If anything, Clyde was taller, better built and hence better looking, only she would never have been willing to admit that.

For to her Gilbert, although he was intolerant and contemptuous even to her at times, simulating an affection which was as much a custom as a reality, was still a dynamic and aggressive person putting himself and his conclusions before everyone else.

Whereas Clyde was more soft and vague and fumbling.

Her son’s force must be due to the innate ability of her husband as well as the strain of some relatives in her own line who had not been unlike Gilbert, while Clyde probably drew his lesser force from the personal unimportance of his parents.

But having settled this problem in her son’s favor, Mrs. Griffiths was about to ask after his sisters and brothers, when they were interrupted by Samuel Griffiths who now approached.

Measuring Clyde, who had risen, very sharply once more, and finding him very satisfactory in appearance at least, he observed:

“Well, so here you are, eh?

They’ve placed you, I believe, without my ever seeing you.”

“Yes, sir,” replied Clyde, very deferentially and half bowing in the presence of so great a man.

“Well, that’s all right.

Sit down! Sit down!

I’m very glad they did.

I hear you’re working down in the shrinking room at present.

Not exactly a pleasant place, but not such a bad place to begin, either — at the bottom.

The best people start there sometimes.”

He smiled and added: “I was out of the city when you came on or I would have seen you.”

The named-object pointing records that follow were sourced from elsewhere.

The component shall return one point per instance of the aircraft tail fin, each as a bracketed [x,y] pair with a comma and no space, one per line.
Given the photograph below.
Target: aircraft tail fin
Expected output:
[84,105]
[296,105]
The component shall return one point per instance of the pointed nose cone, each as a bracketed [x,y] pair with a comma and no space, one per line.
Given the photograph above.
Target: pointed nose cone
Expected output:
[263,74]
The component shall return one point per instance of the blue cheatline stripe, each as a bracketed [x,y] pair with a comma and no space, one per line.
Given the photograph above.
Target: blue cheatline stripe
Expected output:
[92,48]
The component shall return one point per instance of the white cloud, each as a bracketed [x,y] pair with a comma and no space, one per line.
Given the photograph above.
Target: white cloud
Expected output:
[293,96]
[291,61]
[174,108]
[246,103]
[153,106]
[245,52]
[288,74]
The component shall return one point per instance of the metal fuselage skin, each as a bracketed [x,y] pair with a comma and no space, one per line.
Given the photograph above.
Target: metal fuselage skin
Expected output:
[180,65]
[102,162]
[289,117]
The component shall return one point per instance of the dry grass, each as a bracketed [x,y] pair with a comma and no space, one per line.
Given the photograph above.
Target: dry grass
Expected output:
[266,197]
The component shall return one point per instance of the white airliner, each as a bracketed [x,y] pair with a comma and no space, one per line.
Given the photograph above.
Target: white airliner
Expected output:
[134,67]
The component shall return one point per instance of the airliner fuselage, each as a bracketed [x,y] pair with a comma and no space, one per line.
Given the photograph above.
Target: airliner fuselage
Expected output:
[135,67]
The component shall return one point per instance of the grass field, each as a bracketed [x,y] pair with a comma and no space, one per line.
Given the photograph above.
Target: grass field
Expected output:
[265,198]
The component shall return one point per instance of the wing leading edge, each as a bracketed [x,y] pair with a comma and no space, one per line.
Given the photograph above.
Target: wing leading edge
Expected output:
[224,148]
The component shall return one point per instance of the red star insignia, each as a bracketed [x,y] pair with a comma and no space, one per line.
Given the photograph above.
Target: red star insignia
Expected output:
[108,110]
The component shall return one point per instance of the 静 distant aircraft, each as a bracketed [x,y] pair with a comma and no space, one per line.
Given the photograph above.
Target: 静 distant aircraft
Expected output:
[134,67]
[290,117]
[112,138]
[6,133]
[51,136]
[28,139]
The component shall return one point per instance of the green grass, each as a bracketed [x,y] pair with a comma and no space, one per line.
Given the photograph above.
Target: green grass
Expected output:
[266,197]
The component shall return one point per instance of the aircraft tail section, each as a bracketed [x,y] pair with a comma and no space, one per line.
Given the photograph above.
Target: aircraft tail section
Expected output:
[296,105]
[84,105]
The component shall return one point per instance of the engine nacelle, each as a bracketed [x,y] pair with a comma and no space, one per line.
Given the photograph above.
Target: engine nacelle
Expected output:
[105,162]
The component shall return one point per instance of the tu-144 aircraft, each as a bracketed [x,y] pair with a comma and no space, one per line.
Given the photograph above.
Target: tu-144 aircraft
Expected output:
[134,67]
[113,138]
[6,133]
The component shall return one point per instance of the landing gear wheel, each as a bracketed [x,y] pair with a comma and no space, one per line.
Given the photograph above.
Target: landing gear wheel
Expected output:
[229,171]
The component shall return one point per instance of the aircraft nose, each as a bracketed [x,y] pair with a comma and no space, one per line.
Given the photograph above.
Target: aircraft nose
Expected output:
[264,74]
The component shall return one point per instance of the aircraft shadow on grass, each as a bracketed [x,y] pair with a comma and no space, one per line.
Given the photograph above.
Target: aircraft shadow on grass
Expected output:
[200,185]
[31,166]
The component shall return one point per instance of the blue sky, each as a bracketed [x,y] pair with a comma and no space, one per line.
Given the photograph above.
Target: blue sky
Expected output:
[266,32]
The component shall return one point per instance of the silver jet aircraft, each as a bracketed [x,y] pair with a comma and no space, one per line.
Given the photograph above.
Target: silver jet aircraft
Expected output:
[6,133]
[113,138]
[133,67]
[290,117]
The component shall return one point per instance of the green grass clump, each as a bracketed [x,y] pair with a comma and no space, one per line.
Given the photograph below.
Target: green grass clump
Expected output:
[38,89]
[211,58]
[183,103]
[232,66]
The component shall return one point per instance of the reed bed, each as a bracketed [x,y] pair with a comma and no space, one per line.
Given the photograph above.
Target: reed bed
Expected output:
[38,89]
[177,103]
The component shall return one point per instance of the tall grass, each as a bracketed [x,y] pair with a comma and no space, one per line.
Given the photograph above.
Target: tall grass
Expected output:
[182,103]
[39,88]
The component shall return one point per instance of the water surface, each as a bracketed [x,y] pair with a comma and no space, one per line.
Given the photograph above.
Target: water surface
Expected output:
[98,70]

“Yes, sir,” replied Clyde, who had not ventured to seat himself again until Mr. Griffiths had sunk into a very large stuffed chair near the divan.

And the latter, now that he saw Clyde in an ordinary tuxedo with a smart pleated shirt and black tie, as opposed to the club uniform in which he had last seen him in Chicago, was inclined to think him even more attractive than before — not quite as negligible and unimportant as his son Gilbert had made out.

Still, not being dead to the need of force and energy in business and sensing that Clyde was undoubtedly lacking in these qualities, he did now wish that Clyde had more vigor and vim in him.